La rupture avec le texte touche le plus souvent aux figures jusqu’alors immuables. Ce qu’un Stasys Eidrigevicius affirme avec panache en dotant le Chat botté d’aussi minuscules que symboliques petites bottines rouges.

Faire évoluer des motifs, des scènes incontournables, des choix de représentation reste ainsi la grande affaire des illustrateurs, notamment de ceux qui procéderont à l’illustration des recueils d’Alice de Lewis Carroll après John Tenniel, dont les modalités du dialogue avec le modèle premier sont dans ces pages finement observées.

Il est bien entendu des illustrations qui ont la force de créations s’arrachant au temps, au périssable, au commun.
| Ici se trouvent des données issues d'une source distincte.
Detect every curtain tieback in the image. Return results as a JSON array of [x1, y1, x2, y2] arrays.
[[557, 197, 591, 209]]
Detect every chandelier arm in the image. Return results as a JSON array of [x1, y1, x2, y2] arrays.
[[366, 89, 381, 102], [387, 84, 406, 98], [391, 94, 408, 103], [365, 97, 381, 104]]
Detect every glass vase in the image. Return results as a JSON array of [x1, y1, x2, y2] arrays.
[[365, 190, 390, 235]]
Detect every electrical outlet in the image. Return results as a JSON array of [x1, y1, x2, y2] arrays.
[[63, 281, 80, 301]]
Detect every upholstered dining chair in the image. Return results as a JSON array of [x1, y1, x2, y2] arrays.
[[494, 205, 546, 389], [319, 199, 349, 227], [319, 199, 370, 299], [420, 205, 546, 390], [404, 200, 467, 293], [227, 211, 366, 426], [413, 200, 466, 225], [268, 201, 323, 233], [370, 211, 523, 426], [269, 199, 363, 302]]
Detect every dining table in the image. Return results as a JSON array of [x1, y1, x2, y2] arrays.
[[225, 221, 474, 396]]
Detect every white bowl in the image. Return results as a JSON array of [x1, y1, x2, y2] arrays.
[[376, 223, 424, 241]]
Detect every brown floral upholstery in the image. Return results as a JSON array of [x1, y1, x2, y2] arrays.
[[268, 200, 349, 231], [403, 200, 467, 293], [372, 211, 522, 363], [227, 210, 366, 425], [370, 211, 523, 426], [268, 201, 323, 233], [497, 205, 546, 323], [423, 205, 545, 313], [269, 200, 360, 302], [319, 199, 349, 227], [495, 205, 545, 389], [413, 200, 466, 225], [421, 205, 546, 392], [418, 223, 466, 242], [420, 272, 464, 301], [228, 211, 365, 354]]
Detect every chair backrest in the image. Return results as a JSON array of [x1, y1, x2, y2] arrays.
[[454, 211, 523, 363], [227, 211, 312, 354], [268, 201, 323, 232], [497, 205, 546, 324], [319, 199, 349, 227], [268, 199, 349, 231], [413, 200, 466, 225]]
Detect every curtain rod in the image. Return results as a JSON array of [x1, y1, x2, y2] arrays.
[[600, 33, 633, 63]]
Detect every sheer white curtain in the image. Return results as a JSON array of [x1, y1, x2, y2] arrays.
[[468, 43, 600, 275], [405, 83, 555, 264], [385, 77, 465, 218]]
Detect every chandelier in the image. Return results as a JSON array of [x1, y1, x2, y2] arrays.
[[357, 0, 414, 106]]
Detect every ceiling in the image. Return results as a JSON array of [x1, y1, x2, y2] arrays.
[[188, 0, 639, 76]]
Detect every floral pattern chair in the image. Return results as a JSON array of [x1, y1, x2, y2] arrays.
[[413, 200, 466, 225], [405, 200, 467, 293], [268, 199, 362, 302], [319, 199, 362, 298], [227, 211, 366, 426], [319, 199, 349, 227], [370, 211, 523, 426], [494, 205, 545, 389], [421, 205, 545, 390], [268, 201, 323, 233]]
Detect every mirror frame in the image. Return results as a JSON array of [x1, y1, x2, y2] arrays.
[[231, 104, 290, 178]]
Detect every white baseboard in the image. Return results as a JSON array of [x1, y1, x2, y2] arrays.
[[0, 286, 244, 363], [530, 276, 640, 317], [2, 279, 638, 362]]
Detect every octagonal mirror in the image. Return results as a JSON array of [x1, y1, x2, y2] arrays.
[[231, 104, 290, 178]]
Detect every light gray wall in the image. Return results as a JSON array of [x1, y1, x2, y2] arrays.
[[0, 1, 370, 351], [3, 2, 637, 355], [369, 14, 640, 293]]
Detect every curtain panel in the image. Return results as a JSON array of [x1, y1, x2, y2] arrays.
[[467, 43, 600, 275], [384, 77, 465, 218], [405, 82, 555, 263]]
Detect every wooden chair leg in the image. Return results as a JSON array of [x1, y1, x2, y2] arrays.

Ainsi le retour impensé d’un Beuville, que l’on croyait tellement ancré dans une époque, dans un terroir, et qui, à distance, prouve in fine la pertinence et la permanence de son style.

L’illustration des contes est certainement le domaine dans lequel on mesure le mieux la dimension artistique d’une discipline pourtant encore fort mésestimée. Plus que l’originalité d’un point de vue, plus encore que l’aptitude à construire une représentation symbolique ou à déjouer des figures récurrentes, c’est la capacité des illustrateurs à la transformation d’un texte préexistant par la seule force d’un style qui impressionne singulièrement.

« Le style, c’est l’homme », me soufflait Dégé qui relisait Buffon. Manière de revenir à l’essentiel quand le style se confond trop souvent avec la manière.